A scan profile is a set of scan settings that are grouped together and then applied at scan time. A given project is associated with a scan profile by default, but the Project Administrator can assign the project to a different scan profile at any time, as described in “Applying a Scan Profile to the Project” in the “Using Code Insight” chapter in the Code User Guide.

Code Insight provides the following standard (pre-defined) scan profiles. You can modify these profiles (with the exception of the Standard Scan Profile) and assign them to projects. (See Description of the Scan Profile Settings for the default settings used by each of these profiles.)

  • Basic Scan Profile (without CL)—Defines a scan that uses Automated Analysis to detect evidence of open-source software (OSS) and third-party code in your codebase and generate an inventory of the findings. This scan does not perform exact-file or source-code matching and therefore does not use the Compliance Library (CL).

  • Standard Scan Profile—Defines a scan that includes the basic scan features but also performs exact-file matching (that is, identifies codebase files that have an exact MD5 match in the CL). This scan requires the CL.

    note

    This scan profile cannot be modified. Its settings are used as the template when creating a scan profile.

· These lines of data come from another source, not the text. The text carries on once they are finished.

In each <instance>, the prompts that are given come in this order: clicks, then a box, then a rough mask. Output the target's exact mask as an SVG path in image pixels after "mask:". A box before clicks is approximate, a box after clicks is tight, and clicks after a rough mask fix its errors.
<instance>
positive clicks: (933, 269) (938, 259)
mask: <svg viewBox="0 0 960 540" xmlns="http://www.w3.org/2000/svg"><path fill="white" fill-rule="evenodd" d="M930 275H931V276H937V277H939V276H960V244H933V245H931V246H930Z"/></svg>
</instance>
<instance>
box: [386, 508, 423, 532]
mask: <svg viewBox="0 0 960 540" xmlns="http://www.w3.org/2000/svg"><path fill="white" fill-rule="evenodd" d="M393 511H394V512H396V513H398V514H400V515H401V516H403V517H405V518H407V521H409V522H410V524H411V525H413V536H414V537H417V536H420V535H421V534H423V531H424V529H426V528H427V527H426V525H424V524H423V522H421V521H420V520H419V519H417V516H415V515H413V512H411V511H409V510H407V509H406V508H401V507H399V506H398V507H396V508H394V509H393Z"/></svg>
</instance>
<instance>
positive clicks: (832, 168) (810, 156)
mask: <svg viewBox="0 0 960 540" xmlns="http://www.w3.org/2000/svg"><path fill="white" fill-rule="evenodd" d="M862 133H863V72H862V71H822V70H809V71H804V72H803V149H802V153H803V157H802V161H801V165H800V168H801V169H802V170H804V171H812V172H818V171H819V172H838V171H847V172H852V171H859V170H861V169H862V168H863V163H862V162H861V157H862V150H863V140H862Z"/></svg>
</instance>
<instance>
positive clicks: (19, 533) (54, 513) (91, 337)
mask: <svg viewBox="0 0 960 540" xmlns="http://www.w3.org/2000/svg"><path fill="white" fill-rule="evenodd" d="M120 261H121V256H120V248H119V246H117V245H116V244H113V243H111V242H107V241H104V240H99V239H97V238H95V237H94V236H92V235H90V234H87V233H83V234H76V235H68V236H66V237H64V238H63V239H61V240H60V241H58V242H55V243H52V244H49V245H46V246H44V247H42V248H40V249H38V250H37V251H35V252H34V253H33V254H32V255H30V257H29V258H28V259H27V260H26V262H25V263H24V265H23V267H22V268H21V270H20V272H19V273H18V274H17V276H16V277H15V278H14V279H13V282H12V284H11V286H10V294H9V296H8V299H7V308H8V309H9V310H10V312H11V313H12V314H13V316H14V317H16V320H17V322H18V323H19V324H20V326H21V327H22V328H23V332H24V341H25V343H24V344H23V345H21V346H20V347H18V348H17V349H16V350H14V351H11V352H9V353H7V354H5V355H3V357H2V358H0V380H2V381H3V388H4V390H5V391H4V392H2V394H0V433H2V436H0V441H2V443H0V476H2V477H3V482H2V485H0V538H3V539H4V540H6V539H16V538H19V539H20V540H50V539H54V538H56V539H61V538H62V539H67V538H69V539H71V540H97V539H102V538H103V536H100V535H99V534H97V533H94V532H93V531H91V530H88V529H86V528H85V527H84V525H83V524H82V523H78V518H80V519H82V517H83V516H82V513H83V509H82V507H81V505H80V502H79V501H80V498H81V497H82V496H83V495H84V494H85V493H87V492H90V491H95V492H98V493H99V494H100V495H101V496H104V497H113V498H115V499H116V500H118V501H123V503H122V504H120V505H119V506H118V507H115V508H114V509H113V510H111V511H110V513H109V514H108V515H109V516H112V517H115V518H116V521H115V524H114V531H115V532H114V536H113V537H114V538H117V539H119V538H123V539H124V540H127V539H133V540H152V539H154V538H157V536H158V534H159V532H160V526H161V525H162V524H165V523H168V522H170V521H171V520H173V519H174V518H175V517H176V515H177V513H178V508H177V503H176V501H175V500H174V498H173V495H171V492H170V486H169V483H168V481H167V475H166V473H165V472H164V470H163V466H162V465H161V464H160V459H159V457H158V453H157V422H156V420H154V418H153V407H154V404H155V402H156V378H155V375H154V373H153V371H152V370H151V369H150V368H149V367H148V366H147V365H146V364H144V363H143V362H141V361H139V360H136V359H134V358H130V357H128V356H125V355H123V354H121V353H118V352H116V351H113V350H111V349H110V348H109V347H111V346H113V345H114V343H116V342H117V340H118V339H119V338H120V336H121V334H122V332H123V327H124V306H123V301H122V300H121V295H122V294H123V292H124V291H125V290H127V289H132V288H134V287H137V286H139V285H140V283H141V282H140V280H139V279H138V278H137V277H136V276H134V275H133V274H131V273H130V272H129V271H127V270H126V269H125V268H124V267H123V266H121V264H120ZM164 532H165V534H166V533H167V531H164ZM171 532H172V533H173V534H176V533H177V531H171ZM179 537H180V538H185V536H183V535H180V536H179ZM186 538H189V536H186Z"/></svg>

  • Comprehensive Scan Profile—Defines a scan that includes the basic scan features but also performs exact-file and source-code matching. (Source-code matches are strings in the codebase files that have an exact match to content in files in the CL). This scan requires the CL.

In most cases, the standard scan profiles are enough to get started. However, if they do not meet your needs, you can create your own custom scan profiles.